Una Chiesa che vede e non passa oltre, ma ha compassione, si fa vicino, fascia le ferite, porta alla
locanda, estrae due denari…Guarda l’adolescenza con simpatia, anche quando può essere irritante. Ha
compassione e si fa vicino: comprende il suo linguaggio, le sue provocazioni, le sue richieste e il suo modo
di chiedere, le sue lune, i suoi entusiasmi e le sue crisi. Accetta che questo non sia il tempo della raccolta, ma
del lavoro paziente e dai risultati incerti, cura le sue ferite del lavoro paziente e dai risultati incerti. Cura le
sue ferite (le “sue”, dell’adolescenza!), in modo particolare quelle religiose: la fede in Gesù ritenuta per
bambini piccoli, una imposizione non richiesta, contraria alla voglia di vivere. Una Chiesa che si accosta e
cammina “con” l’adolescenza. Non fa prediche, ma chiede: “Perché?”. E risponde facendo ardere il cuore,
non con frasi fatte e retoriche, alla sua sessualità, senza testa, alle sue suggestioni nei confronti dei “corvi”

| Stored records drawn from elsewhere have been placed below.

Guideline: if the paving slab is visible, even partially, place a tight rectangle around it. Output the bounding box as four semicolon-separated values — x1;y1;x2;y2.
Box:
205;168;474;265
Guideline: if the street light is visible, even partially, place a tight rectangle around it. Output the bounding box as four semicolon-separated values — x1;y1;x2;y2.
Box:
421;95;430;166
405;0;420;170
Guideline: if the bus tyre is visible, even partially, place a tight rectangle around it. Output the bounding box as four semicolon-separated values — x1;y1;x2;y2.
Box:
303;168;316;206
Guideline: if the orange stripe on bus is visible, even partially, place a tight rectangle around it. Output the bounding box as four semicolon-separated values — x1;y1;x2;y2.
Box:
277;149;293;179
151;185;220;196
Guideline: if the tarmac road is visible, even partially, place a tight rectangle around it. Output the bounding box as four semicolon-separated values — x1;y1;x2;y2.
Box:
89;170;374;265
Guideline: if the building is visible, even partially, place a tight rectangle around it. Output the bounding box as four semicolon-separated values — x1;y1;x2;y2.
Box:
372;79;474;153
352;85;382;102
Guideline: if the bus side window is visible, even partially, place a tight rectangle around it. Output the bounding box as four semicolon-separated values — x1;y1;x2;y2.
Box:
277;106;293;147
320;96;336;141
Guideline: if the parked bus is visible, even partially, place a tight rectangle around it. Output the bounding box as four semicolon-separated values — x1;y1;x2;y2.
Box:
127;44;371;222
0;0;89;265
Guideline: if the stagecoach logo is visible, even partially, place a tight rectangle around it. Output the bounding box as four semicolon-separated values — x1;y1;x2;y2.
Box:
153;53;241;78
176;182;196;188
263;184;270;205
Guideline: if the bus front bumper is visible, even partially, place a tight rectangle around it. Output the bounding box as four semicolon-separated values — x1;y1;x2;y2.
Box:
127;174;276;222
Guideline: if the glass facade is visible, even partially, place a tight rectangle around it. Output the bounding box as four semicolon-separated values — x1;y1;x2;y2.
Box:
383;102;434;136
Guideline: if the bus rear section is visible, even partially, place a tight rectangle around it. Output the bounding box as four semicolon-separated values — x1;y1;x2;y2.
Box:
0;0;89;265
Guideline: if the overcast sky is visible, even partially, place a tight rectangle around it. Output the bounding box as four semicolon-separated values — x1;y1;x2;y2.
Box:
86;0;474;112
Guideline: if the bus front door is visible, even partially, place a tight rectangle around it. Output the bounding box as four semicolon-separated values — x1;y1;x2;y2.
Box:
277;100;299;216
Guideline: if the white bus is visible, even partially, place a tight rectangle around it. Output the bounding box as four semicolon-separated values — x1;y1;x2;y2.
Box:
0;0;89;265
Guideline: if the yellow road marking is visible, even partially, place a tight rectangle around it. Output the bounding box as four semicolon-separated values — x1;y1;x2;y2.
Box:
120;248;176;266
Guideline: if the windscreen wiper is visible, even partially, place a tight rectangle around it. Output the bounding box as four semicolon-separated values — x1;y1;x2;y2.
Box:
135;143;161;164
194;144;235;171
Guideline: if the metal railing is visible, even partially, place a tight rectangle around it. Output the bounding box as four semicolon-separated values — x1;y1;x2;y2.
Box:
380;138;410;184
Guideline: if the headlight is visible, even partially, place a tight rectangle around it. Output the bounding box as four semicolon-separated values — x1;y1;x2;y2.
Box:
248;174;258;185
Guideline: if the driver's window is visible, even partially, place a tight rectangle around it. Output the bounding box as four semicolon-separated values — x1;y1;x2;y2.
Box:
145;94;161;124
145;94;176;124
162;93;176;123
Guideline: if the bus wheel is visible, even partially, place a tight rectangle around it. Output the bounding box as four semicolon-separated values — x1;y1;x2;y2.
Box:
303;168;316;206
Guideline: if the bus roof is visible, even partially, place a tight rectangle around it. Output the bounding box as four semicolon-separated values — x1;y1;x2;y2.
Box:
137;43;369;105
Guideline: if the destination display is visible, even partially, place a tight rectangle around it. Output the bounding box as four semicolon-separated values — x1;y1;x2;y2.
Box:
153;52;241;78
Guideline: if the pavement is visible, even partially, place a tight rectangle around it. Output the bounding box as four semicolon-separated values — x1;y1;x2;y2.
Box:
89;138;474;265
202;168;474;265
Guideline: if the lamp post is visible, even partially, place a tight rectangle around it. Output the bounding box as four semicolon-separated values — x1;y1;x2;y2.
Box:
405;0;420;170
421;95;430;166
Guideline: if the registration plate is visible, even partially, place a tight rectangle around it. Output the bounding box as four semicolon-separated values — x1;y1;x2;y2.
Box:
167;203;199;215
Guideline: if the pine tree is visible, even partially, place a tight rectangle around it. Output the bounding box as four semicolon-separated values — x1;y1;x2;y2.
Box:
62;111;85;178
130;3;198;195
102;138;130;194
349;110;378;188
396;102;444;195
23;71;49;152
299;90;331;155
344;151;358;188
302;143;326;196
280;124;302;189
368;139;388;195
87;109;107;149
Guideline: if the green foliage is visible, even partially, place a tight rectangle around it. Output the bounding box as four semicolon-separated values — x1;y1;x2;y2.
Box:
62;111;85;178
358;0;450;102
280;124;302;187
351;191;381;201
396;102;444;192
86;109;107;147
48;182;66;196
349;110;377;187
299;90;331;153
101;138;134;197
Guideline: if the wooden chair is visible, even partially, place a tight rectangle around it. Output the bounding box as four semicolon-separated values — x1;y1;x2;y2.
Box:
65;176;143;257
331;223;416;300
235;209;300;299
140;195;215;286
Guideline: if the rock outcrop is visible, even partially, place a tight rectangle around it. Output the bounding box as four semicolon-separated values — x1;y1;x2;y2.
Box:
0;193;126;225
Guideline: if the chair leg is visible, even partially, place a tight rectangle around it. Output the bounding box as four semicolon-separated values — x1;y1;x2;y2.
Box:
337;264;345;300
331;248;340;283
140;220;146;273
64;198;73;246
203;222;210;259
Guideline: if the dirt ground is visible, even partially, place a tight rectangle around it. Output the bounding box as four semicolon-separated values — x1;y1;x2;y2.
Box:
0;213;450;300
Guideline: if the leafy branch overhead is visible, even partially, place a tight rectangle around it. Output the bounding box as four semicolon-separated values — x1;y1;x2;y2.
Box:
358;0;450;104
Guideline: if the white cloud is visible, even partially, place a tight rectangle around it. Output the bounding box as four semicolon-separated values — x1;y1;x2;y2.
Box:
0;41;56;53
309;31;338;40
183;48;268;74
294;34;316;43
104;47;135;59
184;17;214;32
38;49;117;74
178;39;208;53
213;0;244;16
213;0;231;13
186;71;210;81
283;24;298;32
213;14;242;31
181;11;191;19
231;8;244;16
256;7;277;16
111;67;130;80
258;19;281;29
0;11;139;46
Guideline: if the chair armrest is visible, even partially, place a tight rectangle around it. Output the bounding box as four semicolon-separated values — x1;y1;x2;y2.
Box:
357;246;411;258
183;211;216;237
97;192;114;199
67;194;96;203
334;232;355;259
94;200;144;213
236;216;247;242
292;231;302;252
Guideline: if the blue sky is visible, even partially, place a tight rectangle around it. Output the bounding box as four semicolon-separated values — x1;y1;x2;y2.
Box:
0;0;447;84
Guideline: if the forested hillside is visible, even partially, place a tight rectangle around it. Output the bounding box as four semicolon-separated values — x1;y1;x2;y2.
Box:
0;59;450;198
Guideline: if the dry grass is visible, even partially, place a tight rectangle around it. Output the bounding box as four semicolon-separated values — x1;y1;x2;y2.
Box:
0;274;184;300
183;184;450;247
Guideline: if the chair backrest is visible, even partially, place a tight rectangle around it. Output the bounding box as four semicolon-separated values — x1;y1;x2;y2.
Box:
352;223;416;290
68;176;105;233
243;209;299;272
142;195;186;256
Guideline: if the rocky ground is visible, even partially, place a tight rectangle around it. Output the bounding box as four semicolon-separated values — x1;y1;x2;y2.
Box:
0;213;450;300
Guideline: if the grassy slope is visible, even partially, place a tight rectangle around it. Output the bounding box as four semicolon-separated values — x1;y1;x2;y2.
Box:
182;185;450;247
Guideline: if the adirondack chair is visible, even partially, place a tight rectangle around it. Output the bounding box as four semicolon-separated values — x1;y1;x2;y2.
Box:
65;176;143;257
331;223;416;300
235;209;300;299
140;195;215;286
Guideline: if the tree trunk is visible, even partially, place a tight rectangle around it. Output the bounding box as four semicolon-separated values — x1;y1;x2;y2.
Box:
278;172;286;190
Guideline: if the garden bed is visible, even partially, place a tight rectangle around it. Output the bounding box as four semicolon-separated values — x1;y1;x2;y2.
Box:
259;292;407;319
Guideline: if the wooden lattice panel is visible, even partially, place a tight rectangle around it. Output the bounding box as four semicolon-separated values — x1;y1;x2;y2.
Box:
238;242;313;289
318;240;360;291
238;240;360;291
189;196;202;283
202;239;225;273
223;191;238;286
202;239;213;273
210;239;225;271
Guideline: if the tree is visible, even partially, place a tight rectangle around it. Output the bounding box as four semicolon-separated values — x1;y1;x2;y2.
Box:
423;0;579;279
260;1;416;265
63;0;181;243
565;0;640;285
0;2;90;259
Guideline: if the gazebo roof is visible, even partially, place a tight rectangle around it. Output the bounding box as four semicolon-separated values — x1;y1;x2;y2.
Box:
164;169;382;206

(la droga, la violenza, una sessualità “cosificata”, la tiranna del gruppo…
Non dimentichiamo che le scelte di vita positive o negative mettono radici nell’adolescenza!), e al
suo desiderio e bisogno di “essere qualcuno”. Proponendo non i “no”, ma i “si” della proposta cristiana, che
Paolo sintetizza così: «Tutto quello che è vero, nobile, giusto, puro, amabile, onorato, quello che è virtù e
merita lode…Tutto questo sia oggetto dei vostri pensieri».